The largest walled fortress in Europe, Carcassonne will definitely be one of the highlights of your stay in Languedoc! As one guide book says – “Carcassonne is the Middle Ages come to life”.
Carcassonne’s turrets, towers, ramparts, château, moats, and passageways are all here to explore. The walls themselves tell their own story, as you see, from bottom to top material and architecture from the Romans, to medieval times to the 19th century restoration.
In the 12th century, it was one of the power centres of southern Europe. Today it is one of the most popular tourist attractions in France and touring it is a delight, particularly off-season. Throughout the summer, the Carcassonne Festival presents theatre, circuses, opera, dance and variety shows on 10 stages – and many performances are free.
There are carriage rides and a tourist train if your feet get tired or wandering.
Visiting a cave with authentic prehistoric drawings is, for me, one of the things you “must do before you die”. They send shivers down my back, fill me with awe, and remind me of humility in a way that great Gothic cathedrals do. France is blessed with a richness of prehistoric cave artwork. The Niaux Cave houses some of the finest. Visits are strictly regulated so reservations are required. There are additional caves in the area as well as the Parc de l’Art Préhistorique that features reproductions of sanctuaries and paintings from other caves that are closed to the public.

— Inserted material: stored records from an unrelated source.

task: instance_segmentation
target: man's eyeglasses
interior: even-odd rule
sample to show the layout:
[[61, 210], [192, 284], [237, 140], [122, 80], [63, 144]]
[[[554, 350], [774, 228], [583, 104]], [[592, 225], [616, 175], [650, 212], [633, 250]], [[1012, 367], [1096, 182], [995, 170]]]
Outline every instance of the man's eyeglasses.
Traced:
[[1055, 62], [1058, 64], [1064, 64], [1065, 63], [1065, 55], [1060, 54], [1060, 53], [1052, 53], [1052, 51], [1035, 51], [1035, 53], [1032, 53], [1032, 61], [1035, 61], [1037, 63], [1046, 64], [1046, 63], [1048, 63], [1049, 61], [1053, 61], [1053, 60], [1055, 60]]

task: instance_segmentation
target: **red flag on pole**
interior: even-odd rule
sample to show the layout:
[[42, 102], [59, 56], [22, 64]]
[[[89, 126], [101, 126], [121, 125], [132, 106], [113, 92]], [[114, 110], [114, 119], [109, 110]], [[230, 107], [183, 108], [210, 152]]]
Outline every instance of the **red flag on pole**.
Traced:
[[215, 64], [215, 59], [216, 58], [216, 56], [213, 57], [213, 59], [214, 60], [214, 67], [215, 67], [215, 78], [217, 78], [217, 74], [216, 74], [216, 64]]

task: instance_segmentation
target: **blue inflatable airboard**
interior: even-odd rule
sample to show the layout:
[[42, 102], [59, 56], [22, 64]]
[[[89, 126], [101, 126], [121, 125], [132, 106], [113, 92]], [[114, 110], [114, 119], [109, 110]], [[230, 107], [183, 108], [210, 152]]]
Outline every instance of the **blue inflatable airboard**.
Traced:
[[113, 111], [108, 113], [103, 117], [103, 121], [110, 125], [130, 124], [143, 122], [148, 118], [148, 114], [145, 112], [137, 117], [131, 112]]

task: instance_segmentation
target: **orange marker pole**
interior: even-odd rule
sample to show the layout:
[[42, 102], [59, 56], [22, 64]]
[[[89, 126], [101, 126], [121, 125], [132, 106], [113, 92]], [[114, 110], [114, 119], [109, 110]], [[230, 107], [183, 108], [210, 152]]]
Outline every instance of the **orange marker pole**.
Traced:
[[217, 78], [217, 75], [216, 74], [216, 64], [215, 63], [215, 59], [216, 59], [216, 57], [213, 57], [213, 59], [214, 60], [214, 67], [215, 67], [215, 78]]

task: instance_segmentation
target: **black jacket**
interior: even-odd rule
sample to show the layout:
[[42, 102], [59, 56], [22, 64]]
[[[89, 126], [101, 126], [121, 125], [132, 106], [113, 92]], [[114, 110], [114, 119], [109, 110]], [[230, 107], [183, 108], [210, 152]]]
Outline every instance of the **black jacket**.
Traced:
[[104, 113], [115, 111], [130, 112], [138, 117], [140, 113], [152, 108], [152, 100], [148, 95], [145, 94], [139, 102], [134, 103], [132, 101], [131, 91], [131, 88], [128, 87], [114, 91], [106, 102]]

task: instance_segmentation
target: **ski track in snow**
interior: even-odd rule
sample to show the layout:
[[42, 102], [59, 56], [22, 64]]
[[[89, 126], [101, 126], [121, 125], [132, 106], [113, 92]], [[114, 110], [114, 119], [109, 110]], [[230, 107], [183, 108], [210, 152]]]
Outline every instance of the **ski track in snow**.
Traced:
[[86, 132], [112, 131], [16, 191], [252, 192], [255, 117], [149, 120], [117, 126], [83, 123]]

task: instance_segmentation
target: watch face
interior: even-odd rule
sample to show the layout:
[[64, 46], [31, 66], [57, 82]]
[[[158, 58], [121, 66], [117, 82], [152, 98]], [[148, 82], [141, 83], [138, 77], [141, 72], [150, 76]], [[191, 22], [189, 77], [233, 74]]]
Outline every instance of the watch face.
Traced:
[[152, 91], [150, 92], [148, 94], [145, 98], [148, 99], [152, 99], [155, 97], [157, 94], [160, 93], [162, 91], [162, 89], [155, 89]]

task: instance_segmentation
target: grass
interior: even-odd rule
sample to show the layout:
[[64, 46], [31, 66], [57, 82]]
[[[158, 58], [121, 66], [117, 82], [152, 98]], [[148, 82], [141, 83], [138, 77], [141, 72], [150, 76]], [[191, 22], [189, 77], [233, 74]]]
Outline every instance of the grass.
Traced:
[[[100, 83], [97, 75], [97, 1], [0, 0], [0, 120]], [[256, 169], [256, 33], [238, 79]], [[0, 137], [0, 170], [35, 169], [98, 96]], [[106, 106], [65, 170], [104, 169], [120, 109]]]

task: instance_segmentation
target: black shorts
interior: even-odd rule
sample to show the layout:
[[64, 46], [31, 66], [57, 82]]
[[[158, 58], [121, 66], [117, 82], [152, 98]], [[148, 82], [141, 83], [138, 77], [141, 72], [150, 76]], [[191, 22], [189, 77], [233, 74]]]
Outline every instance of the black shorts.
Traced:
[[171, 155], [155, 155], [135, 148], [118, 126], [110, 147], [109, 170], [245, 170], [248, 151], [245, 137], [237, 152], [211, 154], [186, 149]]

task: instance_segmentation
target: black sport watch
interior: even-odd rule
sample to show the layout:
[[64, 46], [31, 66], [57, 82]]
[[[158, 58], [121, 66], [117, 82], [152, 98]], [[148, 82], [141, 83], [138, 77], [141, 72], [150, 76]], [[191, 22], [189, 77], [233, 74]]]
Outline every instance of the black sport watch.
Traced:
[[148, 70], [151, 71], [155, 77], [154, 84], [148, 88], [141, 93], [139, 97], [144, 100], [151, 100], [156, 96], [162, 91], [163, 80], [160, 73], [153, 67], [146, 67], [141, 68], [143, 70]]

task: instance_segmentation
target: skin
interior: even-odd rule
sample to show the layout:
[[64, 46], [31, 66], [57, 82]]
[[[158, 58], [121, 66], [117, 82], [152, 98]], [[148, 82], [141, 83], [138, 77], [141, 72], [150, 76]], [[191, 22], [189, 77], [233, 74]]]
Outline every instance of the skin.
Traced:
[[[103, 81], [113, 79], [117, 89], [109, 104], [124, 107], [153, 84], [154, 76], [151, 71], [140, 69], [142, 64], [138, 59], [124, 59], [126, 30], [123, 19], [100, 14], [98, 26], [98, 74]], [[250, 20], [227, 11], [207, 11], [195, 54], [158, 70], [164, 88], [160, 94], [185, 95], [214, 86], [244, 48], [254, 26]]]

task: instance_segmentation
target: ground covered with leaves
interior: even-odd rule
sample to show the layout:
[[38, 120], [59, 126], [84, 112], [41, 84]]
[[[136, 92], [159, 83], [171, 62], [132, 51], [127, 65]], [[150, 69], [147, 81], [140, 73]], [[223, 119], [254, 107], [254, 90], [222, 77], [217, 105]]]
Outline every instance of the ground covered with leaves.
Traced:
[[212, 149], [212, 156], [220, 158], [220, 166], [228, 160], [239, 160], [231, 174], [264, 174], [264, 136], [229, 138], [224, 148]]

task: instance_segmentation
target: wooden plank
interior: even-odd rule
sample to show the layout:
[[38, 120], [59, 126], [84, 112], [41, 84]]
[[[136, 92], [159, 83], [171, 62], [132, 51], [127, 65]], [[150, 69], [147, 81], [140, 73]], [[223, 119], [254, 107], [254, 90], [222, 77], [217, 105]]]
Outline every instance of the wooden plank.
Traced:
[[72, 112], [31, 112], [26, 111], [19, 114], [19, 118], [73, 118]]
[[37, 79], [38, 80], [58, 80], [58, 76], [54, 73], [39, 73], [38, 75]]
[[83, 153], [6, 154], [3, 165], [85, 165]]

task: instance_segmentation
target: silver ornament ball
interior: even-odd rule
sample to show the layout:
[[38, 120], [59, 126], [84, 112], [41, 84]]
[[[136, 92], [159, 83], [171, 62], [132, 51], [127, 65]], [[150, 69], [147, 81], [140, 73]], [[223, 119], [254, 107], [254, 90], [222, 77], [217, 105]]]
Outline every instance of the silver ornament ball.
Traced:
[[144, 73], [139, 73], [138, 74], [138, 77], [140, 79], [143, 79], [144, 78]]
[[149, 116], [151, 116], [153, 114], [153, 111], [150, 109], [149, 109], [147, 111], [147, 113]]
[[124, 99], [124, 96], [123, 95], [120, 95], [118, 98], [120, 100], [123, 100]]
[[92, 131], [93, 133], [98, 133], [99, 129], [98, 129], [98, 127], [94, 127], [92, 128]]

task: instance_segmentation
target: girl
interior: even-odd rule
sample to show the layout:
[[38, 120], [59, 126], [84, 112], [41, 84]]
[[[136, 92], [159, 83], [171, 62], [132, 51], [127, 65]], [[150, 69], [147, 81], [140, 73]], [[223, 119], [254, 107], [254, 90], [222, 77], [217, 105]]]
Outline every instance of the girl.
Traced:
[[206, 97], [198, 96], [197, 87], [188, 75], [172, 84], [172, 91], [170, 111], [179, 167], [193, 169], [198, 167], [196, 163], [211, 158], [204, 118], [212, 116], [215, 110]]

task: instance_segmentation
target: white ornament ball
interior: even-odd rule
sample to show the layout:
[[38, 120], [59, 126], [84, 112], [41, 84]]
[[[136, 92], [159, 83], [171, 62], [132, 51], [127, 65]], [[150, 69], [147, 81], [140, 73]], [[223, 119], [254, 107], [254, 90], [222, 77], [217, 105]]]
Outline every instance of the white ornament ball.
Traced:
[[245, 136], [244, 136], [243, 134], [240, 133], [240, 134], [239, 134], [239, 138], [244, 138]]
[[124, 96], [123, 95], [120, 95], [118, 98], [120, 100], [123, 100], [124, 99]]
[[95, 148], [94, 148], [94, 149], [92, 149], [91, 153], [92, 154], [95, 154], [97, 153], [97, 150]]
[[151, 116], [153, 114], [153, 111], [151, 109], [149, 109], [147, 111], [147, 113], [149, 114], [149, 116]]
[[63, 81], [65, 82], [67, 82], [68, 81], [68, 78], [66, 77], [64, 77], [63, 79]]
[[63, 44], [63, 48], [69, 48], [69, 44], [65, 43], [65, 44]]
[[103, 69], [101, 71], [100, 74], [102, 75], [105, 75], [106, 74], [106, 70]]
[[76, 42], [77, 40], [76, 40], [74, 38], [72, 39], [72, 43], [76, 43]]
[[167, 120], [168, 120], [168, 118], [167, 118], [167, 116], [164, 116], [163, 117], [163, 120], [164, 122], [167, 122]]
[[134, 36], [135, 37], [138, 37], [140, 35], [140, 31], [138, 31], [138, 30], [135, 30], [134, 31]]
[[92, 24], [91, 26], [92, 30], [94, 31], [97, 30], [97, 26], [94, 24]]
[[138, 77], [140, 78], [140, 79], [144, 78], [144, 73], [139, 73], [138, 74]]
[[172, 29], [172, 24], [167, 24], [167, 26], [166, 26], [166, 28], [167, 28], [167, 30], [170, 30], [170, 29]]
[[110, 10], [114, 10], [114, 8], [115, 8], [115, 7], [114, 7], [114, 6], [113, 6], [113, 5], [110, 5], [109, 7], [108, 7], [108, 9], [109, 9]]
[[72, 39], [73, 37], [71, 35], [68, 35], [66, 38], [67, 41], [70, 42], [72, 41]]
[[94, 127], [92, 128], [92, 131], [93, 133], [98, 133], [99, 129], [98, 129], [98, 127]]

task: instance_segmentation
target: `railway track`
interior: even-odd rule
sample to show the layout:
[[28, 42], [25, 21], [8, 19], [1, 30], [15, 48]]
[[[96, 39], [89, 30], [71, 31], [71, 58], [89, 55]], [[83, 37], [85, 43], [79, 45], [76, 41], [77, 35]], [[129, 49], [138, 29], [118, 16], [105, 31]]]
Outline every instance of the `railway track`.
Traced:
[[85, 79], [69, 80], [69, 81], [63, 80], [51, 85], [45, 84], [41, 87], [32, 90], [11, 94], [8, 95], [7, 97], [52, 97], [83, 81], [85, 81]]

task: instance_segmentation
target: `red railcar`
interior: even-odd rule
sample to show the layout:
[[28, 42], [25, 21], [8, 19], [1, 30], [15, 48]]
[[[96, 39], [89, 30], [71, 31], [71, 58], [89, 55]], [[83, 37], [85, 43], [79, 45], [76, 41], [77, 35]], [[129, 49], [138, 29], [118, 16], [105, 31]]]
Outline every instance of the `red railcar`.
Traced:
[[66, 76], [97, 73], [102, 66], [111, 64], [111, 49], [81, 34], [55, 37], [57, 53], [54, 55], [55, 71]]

Narbonne is a city that is easy to skip on your way to Carcassonne – yet those who take the time to stop by describe it with adjectives like charming, elegant, pleasant and historic (it is over 2100 years old). Another former capital of Languedoc, the city boasts a medieval core and lively streets.
The Archbishops’ Palace combines religious, military and civil architecture from the 12th to 19th centuries. And the Cathédral St-Just-et-St-Pasteur rivals the cathedrals of northern France.
18km south of Narbonne is the Réserve Africaine de Sigean – a big drive-through (or you can walk) zoo with large areas for animals. An impressive variety of animals, always popular with the kids.
Collioure is a seaside fortress town that is simply a joy to stroll around. The steep vieux quartierhouses quaint art-shops and boutiques, and leads down to the fascinating waterfront with its cafés extended pier, and the Château Royal which is open for visitors. No better spot to sample some great seafood prepared in a typical Catalan style.
Arrival at the airport in Toulouse might leave the impression of a big industrial city. It is big – France’s 4th largest, and there is industry – much of it related to aerospace. There are huge research facilities and factory complexes, especially around the airport. You can tour the Airbus facility.
But Toulouse is also a university city, and there’s lots going on. The old town in the centre of Toulouse is well worth visiting with the Basilique St-Sernin (the most magnificent Romanesque pilgrimage church in Southern France), the Capitole, and the Musée des Augustins. Some great shopping and restaurants add a nice touch to your visit.